Scientists have for decades worked to develop cancer treatments that exploit the body’s own immune system to seek out and destroy malignant tumors. This field has produced breakthroughs in recent years, including drugs that help the body recognize and attack cancer cells. Another tool, approved by the FDA in 2017, extracts the body’s cancer-killing cells and programs them to attack a particular kind of blood-based tumor.

The new individualized therapy, called tumor-infiltrating lymphocytes, enlists the relatively small number of the body’s T cells that see a tumor as a threat and produces a lab-grown army of them. Of the 73 patients treated in a clinical trial, 31.5% of them had their tumors decrease in size or disappear after the cell treatment, the FDA said.

The FDA approval “represents the culmination of scientific and clinical research efforts leading to a novel T cell immunotherapy for patients with limited treatment options,” Peter Marks, director of the FDA’s Center for Biologics Evaluation and Research, said in a statement Friday.

Iovance Biotherapeutics has priced the therapy, branded Amtagvi, at $515,000 per patient. The FDA approval is “the first step in realizing Iovance’s ambition to usher in the next generation of cell therapy by bringing this breakthrough to patients with advanced solid tumors,” Iovance interim chief executive Frederick Vogt said in a statement Friday.

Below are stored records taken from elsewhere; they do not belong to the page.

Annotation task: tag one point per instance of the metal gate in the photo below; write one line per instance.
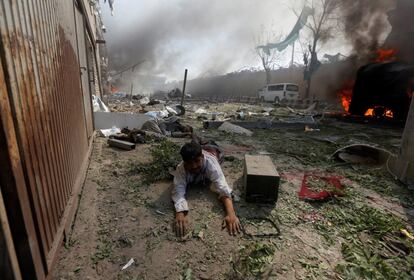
(45, 122)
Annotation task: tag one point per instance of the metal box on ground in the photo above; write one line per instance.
(261, 179)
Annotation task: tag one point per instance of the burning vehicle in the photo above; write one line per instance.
(383, 89)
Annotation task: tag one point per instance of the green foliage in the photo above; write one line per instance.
(253, 260)
(165, 155)
(370, 238)
(364, 262)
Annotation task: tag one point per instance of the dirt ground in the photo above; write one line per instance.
(120, 219)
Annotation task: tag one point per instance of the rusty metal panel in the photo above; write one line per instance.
(51, 115)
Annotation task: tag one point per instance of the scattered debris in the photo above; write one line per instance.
(231, 128)
(407, 234)
(124, 145)
(160, 212)
(157, 114)
(362, 154)
(112, 131)
(166, 155)
(128, 264)
(253, 260)
(309, 129)
(136, 136)
(145, 101)
(98, 105)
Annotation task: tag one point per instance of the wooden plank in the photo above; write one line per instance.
(8, 239)
(71, 208)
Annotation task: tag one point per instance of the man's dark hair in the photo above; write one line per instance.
(190, 151)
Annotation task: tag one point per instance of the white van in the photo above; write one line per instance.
(279, 92)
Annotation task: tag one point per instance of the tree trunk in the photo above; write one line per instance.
(268, 77)
(313, 59)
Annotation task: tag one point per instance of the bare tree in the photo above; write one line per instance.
(268, 57)
(322, 23)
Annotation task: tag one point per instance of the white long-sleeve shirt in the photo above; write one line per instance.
(211, 171)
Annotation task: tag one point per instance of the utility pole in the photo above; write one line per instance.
(184, 84)
(293, 55)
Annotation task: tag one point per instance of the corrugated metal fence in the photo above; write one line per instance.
(46, 123)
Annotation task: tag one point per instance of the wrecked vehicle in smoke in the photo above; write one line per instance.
(279, 92)
(382, 87)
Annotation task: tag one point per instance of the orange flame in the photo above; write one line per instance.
(387, 112)
(346, 94)
(386, 55)
(369, 112)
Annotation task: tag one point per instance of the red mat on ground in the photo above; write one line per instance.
(307, 194)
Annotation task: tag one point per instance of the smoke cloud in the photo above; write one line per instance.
(366, 24)
(209, 38)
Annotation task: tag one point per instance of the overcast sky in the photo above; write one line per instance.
(207, 37)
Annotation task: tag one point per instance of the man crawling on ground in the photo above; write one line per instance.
(201, 166)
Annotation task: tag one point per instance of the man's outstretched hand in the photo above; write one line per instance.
(181, 224)
(232, 223)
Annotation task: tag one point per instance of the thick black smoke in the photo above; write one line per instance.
(208, 37)
(366, 24)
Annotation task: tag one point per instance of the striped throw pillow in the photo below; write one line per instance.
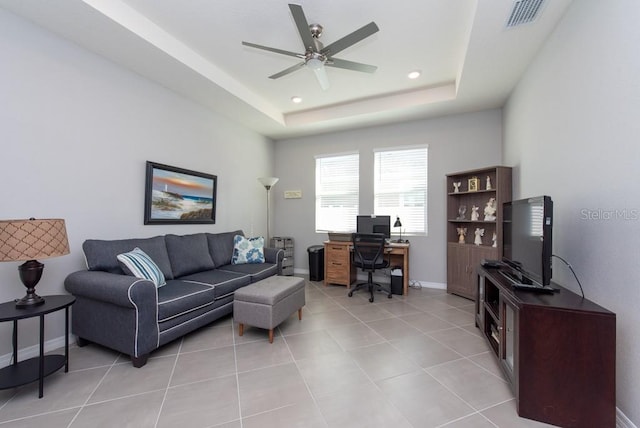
(141, 266)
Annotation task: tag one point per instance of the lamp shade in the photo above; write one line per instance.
(32, 239)
(268, 181)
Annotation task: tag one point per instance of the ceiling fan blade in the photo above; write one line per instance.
(323, 79)
(303, 26)
(350, 65)
(287, 71)
(350, 39)
(266, 48)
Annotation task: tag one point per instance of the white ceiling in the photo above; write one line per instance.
(468, 58)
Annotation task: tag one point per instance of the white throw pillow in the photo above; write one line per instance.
(142, 266)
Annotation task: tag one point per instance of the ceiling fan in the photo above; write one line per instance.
(316, 56)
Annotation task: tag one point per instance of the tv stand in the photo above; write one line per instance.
(526, 285)
(558, 351)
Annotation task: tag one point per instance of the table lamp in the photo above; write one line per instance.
(27, 240)
(398, 224)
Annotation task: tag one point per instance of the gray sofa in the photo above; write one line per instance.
(133, 316)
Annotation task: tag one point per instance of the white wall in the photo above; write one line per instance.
(75, 132)
(572, 130)
(456, 143)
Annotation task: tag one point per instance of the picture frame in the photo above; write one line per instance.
(474, 184)
(179, 196)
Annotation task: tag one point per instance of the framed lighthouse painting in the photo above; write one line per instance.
(179, 196)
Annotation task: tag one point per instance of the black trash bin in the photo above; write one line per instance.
(316, 262)
(397, 280)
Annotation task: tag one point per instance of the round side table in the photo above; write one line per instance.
(36, 368)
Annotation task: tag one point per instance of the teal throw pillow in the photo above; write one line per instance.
(140, 265)
(247, 250)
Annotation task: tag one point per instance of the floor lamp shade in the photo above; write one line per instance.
(268, 182)
(28, 240)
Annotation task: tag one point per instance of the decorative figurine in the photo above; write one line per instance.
(490, 210)
(474, 184)
(474, 213)
(462, 211)
(462, 232)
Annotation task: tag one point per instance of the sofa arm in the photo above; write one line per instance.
(116, 311)
(274, 255)
(122, 290)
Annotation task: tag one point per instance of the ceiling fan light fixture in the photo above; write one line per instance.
(315, 63)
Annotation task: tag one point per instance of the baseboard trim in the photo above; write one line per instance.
(622, 421)
(34, 351)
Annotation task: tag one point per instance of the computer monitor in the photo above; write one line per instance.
(374, 224)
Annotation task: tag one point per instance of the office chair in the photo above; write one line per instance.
(368, 254)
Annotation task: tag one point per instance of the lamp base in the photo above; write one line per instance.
(29, 300)
(30, 274)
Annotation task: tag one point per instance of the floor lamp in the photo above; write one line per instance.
(268, 182)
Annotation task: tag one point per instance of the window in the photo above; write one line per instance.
(400, 187)
(337, 192)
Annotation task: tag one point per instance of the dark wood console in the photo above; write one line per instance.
(558, 351)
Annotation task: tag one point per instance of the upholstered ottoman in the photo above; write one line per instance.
(268, 302)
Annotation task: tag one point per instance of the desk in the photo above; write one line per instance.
(339, 269)
(23, 372)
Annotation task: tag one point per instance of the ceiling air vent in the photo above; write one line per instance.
(524, 11)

The FDA action is also a signal to the pharmaceutical industry that there is a commercial path to success, said Jason Bock, chief executive of CTMC, a company spun out of MD Anderson Cancer Center that contracts with biotech firms to help manufacture cell therapies. The approval, he said, “was 40 years in the making” for “one of the most complex therapeutics we’ve ever tried to develop.”


Goedeke, the cancer patient, went through chemotherapy to prepare his body for the cell therapy. He remembers the day his cells were infused back into his body – Jan. 25, 2023 – at Siteman Cancer Center. They came in a special container. The procedure took perhaps half an hour, and was followed by other infusions to help the body put the new cells to work.

After he was discharged from the hospital, Goedeke met with his oncologist to discuss the results of the latest scan for cancer. These visits were always stressful, and Goedeke’s wife joined him.

George Ansstas, a Washington University oncologist at Siteman, broke the news six weeks after the therapy: Goedeke was a “responder” to the experimental therapy.

“I don’t think I can overstate the relief and exhilaration,” Goedeke said. “We couldn’t get out to the car fast enough to share the news.”

Of the FDA’s approval, he said, “I’m super happy other patients will be able to access this.”